Courtesy of Samuel Goldwyn Films

There comes a certain point in a movie when there is just too much drama. We can’t pinpoint the amount in time or acting, but we know it when we see it.

“There Be Dragons,” the new film by two-time Academy Award-nominated director Roland Joffe, reaches that point, and surpasses it.

The movie tells a long and winding tale of two men’s lives taking two very different paths in Spain during the Spanish Civil War of the late 1930s.

One of those men is Josemaria Escriva (Charlie Cox), a real-life Catholic saint, and the founder of the controversial Opus Dei religious movement.

We are introduced to the story through modern-day, London-based journalist Robert Torres (Dougray Scott), who visits his dying father in Spain to research Escriva’s life for a book.

His father, Manolo Torres (Wes Bentley), grew up with Escriva and both were on the same path to become priests, until Manolo splits off.

Manolo narrates the story of the bitter war between fascist rebels, backed by Germany and Italy, and Soviet-backed communists defending the former republic.

Manolo becomes a fascist spy, while Escriva spends most of the movie avoiding the anti-clerical communists, who were executing the clergy.

With a running time of 122 minutes, “There Be Dragons” seems to constantly drag on after a slow start.

There are moments of greatness, but they are too few to keep the film moving and are scattered between long bouts of cluttered story telling.

The narration by Manolo in the beginning of the tale is awkward and at times confusing.

Although much of the content is emotional and genuinely interesting, the story is clouded by irrelevant information.

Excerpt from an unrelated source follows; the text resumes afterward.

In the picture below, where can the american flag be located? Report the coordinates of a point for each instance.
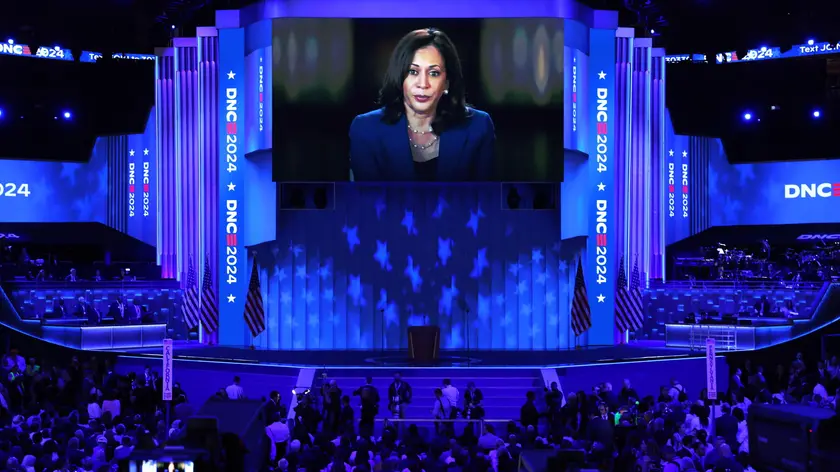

There are strong individual performances given, namely Cox’s portrayal of Escriva, but the cast as a whole lacks chemistry and provides an abundance of awkward scenes.

“There Be Dragons” would benefit greatly from a trimming of the fat, shortening its length and eliminating many of its unnecessary pieces that attempt to reach too far for the audience’s emotions.

In the end, the film has its share of moments that almost make it worth the two hours of viewing time, but not quite. It simply tries to cover too much ground.

“There Be Dragons” opens today and will be showing at Regal Georgesville Square 16, located 1800 Georgesville Square Drive.